E’ mistero perché tutti lo
avvertiamo, ma nessuno sa dire chi o che cos’è. E' un Dio da scoprire personalmente.
E’ amore perché questa è la
dimensione costitutiva del nostro essere: se è l’amore a farci Vivere in
pienezza, chi ci ha dato la vita dev’essere Amore.
Accompagnare nel rispetto di
questa natura di Dio -mistero e amore- è portare la persona ad amare in dialogo
con Colui il cui amare l’ha rivelato figlio dell’Amore (“Amatevi gli uni gli
altri come io vi ho amato” Gv 13, 34); e, in questo
accompagnamento, posso aprirle delle prospettive, mai chiedere obbedienza
presumendo di conoscere con quale volto Dio vuole incontrarla in questo momento
della sua vita.
Accompagnare è avviare e
sostenere una ricerca personale che si dipana in un mistero di cui solo Dio è
il Signore. Fuori da ogni schema imposto culturalmente, Dio ridiventa il
protagonista della propria autorivelazione e la persona della propria ricerca,
ricominciando a dar fiducia a quel sesto senso (la coscienza) che le fa sentire
che cosa è vero perché in sintonia con l’Amore.
“Prima conoscevo Dio per
sentito dire, ora lo sento”.
Da un Dio “concetto”, passando
per una deconcettualizzazione (come accompagnatore posso solo dire che non so
chi o che cosa sia Dio), la persona arriva a un Dio “sentito” come qualcosa che
agisce dentro di lei: è la scoperta e l’esperienza dello Spirito Santo, il Dio “intimior
intimi mei”, Colui che ri-cor-da il Cristo e lo attualizza nella vita della
persona per renderla pienamente figlia del Padre e trasformarne così
l’esistenza in Vita. Non è questa la salvezza?

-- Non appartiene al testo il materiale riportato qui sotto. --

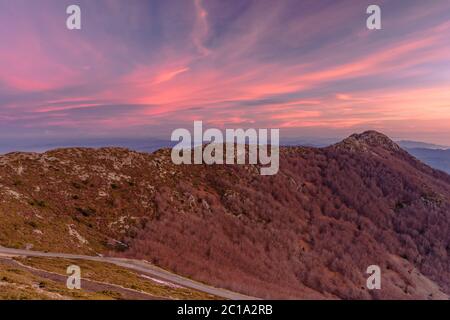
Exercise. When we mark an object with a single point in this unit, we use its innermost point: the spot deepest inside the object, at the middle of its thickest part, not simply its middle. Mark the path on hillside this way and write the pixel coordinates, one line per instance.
(136, 265)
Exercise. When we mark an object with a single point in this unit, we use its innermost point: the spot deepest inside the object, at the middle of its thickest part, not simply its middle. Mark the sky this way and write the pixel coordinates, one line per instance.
(140, 69)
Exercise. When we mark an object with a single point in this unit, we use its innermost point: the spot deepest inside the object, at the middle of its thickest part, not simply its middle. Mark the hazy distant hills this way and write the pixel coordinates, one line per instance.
(309, 231)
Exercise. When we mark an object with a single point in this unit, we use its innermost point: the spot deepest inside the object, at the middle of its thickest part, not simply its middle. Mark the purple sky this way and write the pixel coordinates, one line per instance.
(143, 68)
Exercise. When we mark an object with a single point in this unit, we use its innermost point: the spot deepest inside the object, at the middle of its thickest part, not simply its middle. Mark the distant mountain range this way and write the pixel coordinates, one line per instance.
(436, 156)
(309, 231)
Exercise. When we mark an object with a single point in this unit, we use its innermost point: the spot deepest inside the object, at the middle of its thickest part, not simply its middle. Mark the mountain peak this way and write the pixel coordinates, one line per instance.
(366, 140)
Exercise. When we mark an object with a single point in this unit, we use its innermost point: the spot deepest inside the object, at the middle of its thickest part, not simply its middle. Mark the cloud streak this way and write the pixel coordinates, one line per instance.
(152, 66)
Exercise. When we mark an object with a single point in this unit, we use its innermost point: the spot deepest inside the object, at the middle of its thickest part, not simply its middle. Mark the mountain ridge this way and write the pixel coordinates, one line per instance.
(309, 231)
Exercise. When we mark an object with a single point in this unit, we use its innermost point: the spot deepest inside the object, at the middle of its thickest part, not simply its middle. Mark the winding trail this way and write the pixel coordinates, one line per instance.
(136, 265)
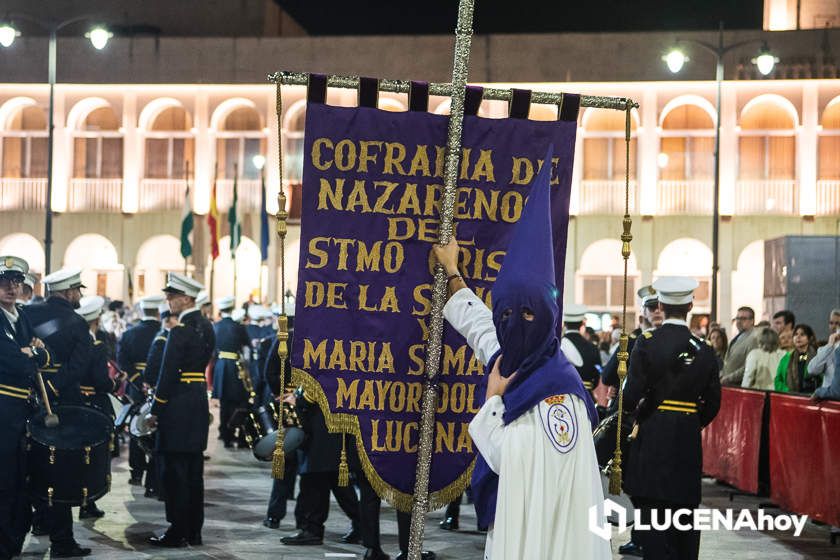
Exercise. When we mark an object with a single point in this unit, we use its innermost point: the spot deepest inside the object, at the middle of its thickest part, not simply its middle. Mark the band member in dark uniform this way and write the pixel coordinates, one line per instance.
(21, 354)
(651, 319)
(231, 342)
(68, 338)
(96, 384)
(132, 349)
(589, 361)
(182, 415)
(674, 389)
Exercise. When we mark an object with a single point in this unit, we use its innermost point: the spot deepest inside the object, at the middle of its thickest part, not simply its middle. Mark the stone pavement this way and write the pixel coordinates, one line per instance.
(237, 489)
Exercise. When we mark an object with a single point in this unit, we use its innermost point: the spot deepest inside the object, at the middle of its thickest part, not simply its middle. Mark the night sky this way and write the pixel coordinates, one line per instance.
(382, 17)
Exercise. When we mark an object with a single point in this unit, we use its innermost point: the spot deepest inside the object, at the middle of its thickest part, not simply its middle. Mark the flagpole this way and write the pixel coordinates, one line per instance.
(233, 227)
(187, 194)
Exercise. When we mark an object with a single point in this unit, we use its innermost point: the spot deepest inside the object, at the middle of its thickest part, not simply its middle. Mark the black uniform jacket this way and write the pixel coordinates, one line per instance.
(181, 393)
(666, 457)
(96, 383)
(132, 350)
(591, 359)
(231, 337)
(154, 358)
(67, 336)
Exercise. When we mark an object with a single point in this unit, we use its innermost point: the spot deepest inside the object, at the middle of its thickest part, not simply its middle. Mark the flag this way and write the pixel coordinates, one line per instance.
(213, 224)
(233, 219)
(186, 225)
(264, 233)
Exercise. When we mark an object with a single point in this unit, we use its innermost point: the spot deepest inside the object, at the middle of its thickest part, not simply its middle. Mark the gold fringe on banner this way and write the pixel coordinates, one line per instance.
(349, 424)
(626, 238)
(343, 468)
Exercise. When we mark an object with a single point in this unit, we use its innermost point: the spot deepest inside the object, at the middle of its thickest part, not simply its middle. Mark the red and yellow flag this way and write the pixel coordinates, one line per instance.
(213, 223)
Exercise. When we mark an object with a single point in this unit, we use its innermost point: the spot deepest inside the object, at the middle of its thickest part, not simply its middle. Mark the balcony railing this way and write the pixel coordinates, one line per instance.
(95, 194)
(685, 197)
(23, 194)
(828, 197)
(250, 194)
(161, 194)
(605, 197)
(770, 196)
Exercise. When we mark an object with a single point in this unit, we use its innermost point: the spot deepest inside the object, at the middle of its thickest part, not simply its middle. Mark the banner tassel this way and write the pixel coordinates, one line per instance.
(343, 467)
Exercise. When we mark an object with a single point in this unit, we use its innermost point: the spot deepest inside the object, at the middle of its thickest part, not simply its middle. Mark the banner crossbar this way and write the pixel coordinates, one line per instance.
(445, 90)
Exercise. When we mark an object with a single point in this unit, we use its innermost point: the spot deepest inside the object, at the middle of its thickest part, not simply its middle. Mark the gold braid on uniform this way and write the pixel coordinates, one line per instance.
(626, 238)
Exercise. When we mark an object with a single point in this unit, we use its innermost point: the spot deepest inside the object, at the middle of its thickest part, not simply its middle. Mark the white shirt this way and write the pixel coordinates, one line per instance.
(545, 459)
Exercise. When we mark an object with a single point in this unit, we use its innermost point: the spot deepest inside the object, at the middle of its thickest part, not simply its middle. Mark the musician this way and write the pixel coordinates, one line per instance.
(132, 349)
(232, 343)
(150, 374)
(95, 383)
(674, 390)
(71, 347)
(21, 354)
(651, 318)
(182, 416)
(583, 354)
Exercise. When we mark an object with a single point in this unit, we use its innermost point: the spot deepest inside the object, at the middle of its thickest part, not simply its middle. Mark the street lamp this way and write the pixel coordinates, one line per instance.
(99, 37)
(675, 60)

“Hai saputo esserci quando ne avevo bisogno e non
esserci quando avevo bisogno di provare da sola”.
“Mi sono sentita scelta da Dio
attraverso di te”.
“Mi hai insegnato l’amore gratuito”.
Accompagnare non è tecnica, ma contemplazione: entrare in
Dio e lasciarlo essere attraverso di me. Mi occupo, ma non mi preoccupo, perché
so che, con i suoi tempi e nei suoi modi, Dio opera… irresistibilmente su chi
si è aperto a Lui.
Come Dio, anche l’accompagnatore
spirituale crea ritirandosi; semina, ma rispetta il mistero del germogliare;
mostra, indica, illumina, ma sa che poi è la fiducia la più grande spinta in
avanti. Insegna con le parole, ma sa che l’altro impara non tanto ciò che ha ascoltato
da lui, ma ciò che ha sentito vibrare in lui vedendolo espresso nel suo modio
di essere, di agire e di reagire.
“Hai reso semplice un percorso
di riscoperta dei Padri della Chiesa”.
Perché la gente va in cerca di
religioni orientali o di “americanate” pseudo-psicologiche?

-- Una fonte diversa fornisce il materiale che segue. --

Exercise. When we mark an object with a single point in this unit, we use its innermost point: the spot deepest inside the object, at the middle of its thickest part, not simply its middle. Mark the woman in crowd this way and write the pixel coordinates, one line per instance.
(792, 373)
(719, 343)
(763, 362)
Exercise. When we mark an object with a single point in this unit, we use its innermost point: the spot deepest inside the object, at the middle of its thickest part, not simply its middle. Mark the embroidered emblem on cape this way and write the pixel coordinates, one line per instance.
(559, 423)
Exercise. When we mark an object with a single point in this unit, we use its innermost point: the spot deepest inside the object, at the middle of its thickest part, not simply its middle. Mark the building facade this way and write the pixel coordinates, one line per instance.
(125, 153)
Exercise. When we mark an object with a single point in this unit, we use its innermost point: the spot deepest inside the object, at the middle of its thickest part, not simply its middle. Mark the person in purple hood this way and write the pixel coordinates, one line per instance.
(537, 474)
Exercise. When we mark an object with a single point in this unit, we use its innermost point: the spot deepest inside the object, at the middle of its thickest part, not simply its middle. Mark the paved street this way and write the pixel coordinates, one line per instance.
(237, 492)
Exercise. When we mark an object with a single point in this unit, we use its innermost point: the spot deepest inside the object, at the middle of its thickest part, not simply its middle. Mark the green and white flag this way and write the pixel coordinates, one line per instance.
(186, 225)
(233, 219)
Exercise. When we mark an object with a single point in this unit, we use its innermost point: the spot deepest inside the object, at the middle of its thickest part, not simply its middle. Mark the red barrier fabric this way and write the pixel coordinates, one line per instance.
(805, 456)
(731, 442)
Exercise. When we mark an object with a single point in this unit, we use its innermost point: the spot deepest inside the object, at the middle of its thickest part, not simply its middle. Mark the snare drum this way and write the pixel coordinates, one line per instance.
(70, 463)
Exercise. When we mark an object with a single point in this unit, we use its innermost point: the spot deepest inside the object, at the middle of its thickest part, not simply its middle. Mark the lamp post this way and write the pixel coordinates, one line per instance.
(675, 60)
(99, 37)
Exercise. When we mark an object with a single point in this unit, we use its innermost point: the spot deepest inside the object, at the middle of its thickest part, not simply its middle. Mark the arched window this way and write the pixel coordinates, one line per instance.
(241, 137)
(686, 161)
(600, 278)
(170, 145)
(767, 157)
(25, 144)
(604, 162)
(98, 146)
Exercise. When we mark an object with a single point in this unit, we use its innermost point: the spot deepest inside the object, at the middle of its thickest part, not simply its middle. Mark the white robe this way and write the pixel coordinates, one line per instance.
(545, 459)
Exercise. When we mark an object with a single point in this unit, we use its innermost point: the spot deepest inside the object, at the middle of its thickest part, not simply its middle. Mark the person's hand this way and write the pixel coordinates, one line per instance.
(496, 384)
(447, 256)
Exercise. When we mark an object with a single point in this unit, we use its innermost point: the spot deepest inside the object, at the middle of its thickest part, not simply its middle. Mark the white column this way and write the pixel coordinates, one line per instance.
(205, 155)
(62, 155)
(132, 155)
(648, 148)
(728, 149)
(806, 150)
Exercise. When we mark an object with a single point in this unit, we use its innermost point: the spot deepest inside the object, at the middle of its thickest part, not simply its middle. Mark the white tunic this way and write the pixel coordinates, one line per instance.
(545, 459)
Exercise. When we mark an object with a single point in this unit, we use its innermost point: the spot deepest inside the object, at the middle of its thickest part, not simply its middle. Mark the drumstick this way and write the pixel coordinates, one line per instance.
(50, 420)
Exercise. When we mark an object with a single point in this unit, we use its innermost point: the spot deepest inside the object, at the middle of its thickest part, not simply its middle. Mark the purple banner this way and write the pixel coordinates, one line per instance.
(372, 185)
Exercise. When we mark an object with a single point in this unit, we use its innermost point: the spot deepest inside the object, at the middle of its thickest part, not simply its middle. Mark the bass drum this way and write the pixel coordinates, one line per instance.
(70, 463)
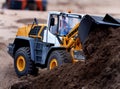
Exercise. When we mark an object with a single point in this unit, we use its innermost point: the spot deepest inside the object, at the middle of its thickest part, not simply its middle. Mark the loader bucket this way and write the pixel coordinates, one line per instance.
(90, 23)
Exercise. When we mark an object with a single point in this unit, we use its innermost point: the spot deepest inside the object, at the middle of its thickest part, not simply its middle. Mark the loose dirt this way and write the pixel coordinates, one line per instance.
(100, 71)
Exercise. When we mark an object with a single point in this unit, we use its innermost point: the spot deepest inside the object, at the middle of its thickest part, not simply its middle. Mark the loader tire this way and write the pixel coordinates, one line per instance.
(23, 64)
(58, 58)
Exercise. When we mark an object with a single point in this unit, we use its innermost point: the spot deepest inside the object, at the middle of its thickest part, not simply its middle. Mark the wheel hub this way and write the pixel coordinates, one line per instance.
(21, 63)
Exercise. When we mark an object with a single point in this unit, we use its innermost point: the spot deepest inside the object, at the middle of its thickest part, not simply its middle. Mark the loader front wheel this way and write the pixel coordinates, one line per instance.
(22, 63)
(58, 58)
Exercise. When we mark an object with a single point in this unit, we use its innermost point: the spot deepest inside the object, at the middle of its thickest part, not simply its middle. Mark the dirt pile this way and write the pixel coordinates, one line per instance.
(100, 71)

Abbiamo un patrimonio di sapienza
umana e spirituale maturata “col sangue” da grandi testimoni della fede, che
può aprirci concrete prospettive per la nostra vita se solo sappiamo
comprenderla e attualizzarla. Ma abbiamo confinato i tesori della nostra
tradizione in scaffali polverosi e ci alimentiamo di banalità che non ci
nutrono affatto.
Ridare la parola ai maestri dello
Spirito, tornare a comprenderne il messaggio e renderlo nuovamente incisivo per
la nostra crescita umana in Cristo: ecco un’altra sfida che attende
l’accompagnamento spirituale.
Per concludere, nessuna ricetta,
ma una constatazione derivante dall’esperienza: «Per accompagnare a Cristo non
preoccuparti di tecniche e di conoscenze. Pensa solo ad essere in Lui e ad
amare con Lui: pianterai nel cuore di chi ami il seme di ciò che Lui è».
Michele Bortignon
Michele Bortignon
Accompagnare è allacciare anche la mia relazione con Dio.
RispondiEliminaCome mamma posso dire che, contribuire a dare la vita ai miei figli è stato, ed è, recuperare vita anche per me.
Come accompagnatrice spirituale posso dire che, contribuire ad avvicinare i miei "figli" alla VITA ha significato, e significa, riempirmi di quella VITA che, per grazia, mi sento tramite.
In ogni caso accompagnare è sperimentare quel "Date e vi sarà dato: una misura buona, pigiata, colma e traboccante vi sarà versata nel grembo"(Lc 6,38)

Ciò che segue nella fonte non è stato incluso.